Kinhin - Walking Meditation
Buddhists practice a form of walking meditation known as Kinhin Walk and meditate?
Doesn't it sound like an oxymoron? How can someone walk and meditate at the same time?
But that is the joy of meditative practices. It makes you do things that have become alien to us in our everyday lives.
The easiest way to describe it is slowing life down. Allow me to explain.
Growing up, we learned to walk. Stumble, fall, get back up, and then take a step. It is hard to say, but perhaps the child was being mindful. After all, these steps did not come naturally. It required effort.
Soon, though, the brain took over and automated the process. At some point, your brain said, "It looks like she is going to keep doing this. So I better automate the process."
You stopped thinking about the steps and each movement. You stopped experiencing it and simply did it.
Kinhin, then, is the practice of going back.
Going back to the very start, where you take each step mindfully, You slow down, experience the movement of your legs as they lift from the ground, and then you take the next step.
You might ask, Why on earth would you do something like that?

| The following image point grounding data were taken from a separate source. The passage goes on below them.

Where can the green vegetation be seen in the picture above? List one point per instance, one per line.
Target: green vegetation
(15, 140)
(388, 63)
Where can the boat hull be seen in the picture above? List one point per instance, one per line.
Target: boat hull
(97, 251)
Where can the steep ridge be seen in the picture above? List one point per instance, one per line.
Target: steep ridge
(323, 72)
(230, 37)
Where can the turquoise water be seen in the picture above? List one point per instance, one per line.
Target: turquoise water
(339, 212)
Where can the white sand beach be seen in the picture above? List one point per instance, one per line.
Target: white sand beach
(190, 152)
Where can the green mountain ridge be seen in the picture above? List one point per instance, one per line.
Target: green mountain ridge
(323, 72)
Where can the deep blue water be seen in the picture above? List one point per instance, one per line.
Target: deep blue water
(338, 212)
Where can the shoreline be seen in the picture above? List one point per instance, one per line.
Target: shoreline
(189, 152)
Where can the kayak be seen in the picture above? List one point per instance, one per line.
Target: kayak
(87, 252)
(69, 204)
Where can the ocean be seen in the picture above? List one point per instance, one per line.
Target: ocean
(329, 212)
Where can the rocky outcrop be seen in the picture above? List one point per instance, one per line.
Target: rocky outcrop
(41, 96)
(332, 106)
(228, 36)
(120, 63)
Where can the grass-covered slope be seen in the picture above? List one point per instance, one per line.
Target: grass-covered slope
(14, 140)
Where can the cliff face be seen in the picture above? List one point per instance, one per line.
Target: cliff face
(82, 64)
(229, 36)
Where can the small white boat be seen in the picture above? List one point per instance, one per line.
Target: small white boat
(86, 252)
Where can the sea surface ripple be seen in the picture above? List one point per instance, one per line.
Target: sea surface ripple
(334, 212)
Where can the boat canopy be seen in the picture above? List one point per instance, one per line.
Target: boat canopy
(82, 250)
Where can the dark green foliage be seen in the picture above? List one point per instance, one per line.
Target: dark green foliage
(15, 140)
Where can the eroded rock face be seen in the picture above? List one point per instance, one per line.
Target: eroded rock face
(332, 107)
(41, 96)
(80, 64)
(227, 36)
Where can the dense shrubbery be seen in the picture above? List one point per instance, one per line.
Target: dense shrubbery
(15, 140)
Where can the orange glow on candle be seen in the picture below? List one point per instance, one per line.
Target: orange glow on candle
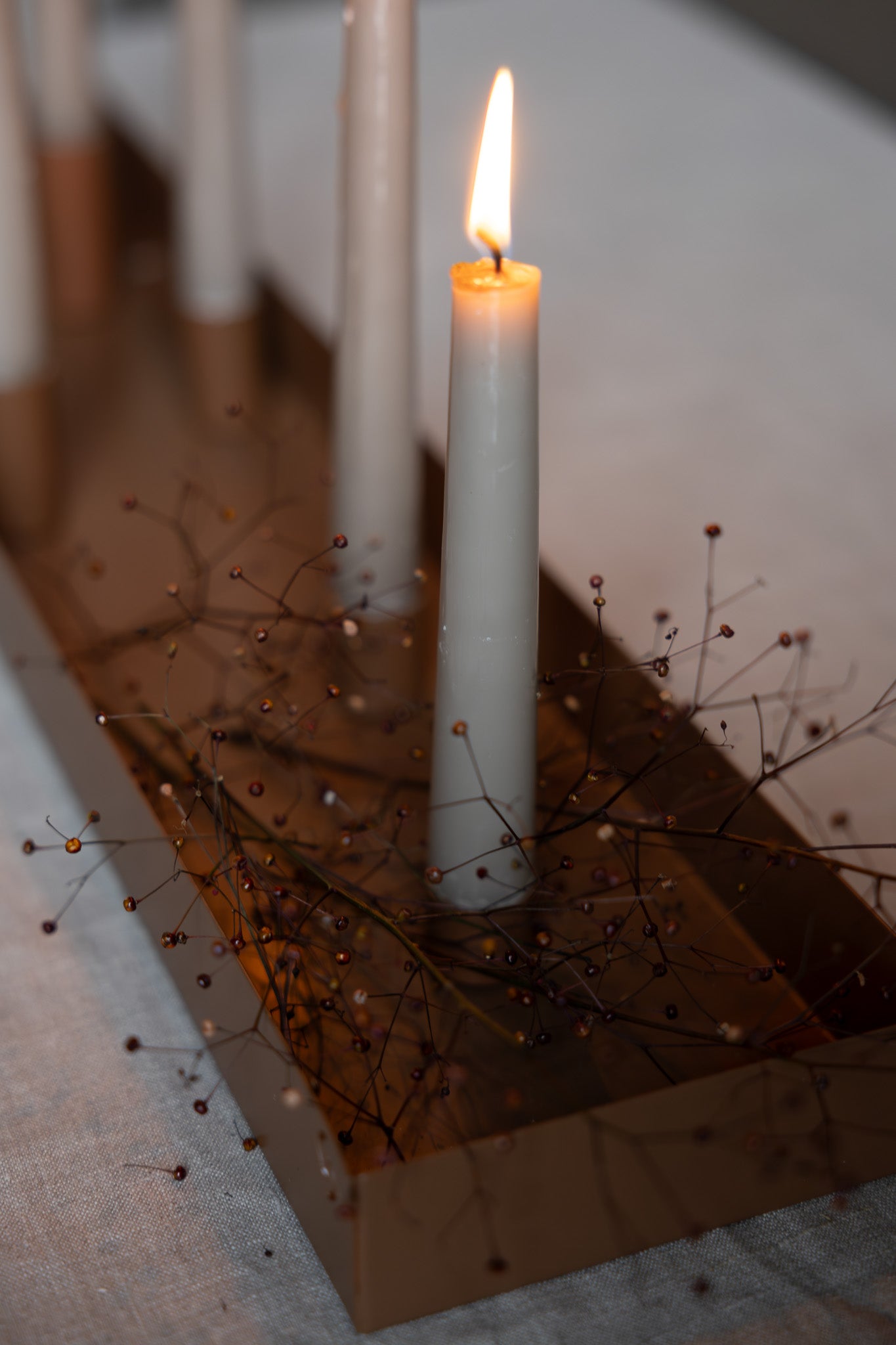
(489, 219)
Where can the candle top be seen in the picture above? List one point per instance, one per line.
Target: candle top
(481, 276)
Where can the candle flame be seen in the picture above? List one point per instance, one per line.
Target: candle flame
(489, 221)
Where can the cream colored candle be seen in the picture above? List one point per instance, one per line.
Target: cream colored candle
(378, 468)
(23, 331)
(64, 70)
(485, 703)
(214, 275)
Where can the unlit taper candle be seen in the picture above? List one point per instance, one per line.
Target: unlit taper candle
(484, 751)
(378, 471)
(23, 330)
(214, 277)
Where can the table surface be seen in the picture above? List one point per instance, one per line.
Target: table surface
(715, 227)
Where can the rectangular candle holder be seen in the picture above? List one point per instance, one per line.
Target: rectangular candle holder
(567, 1156)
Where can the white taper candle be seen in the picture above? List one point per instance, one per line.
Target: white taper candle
(484, 734)
(64, 73)
(214, 276)
(378, 466)
(23, 328)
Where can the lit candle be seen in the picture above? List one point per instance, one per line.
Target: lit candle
(485, 701)
(378, 468)
(214, 275)
(27, 460)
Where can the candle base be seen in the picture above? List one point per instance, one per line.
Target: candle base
(78, 229)
(30, 467)
(222, 366)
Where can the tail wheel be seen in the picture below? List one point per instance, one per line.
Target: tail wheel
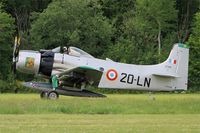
(43, 94)
(53, 95)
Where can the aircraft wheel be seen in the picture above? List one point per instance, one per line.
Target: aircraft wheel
(53, 95)
(43, 94)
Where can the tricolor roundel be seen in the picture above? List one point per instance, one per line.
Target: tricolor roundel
(111, 74)
(172, 61)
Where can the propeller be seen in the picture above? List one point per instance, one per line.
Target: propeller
(16, 53)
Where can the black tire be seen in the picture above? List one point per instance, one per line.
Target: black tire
(43, 95)
(53, 95)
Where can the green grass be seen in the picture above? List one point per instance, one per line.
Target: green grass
(113, 104)
(133, 113)
(65, 123)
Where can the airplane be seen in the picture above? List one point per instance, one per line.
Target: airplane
(76, 70)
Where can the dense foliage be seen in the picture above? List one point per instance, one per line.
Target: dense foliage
(130, 31)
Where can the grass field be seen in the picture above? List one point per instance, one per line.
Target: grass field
(114, 114)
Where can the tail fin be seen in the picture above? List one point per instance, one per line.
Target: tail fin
(176, 67)
(177, 64)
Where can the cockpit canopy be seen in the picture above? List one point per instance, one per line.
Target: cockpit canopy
(73, 51)
(78, 52)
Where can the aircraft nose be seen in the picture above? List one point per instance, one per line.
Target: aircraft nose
(28, 62)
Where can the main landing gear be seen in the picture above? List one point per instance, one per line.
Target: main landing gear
(53, 95)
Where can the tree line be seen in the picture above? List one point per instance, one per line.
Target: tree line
(129, 31)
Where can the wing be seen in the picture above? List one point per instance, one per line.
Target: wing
(167, 75)
(82, 74)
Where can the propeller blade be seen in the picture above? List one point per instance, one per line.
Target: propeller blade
(16, 52)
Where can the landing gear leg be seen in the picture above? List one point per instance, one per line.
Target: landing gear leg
(53, 95)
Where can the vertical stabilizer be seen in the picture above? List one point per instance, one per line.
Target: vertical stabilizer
(177, 64)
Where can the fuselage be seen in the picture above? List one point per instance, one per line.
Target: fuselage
(126, 76)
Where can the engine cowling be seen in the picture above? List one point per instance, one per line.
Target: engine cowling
(28, 62)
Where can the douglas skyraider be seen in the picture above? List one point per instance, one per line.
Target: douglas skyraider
(72, 71)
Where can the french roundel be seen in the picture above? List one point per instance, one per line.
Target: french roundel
(111, 74)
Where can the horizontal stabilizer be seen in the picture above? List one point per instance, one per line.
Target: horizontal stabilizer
(167, 75)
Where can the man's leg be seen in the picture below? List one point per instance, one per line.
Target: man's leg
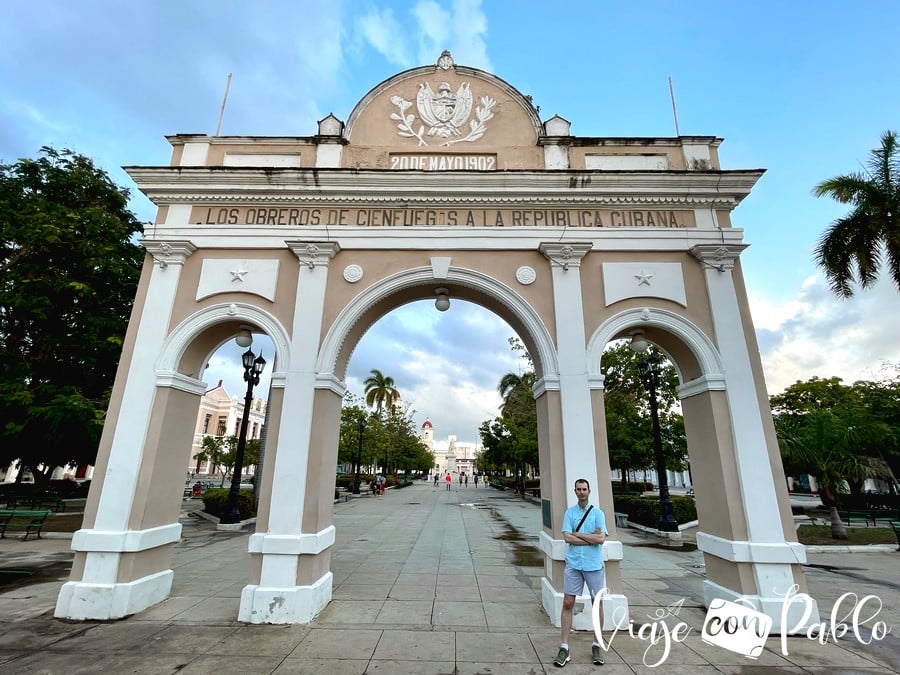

As life unfolds, our lives pick up pace. School, work, family, children, and society. We hustle and bustle as we desperately try to make it through life.
It puts an enormous amount of pressure on us. Most of our energy is focused on the outside world.
If our natural environment was not enough, today we are inundated with demands on our time. Media, social commitments, travel, and more.
Kinhin is the art of looking inward, focusing on the most basic of the basics. Each step and each leg as it lifts off the ground and goes back down.
It is slowing your life down and calming your mind and body. It is often the break your body needs to go back to harmony.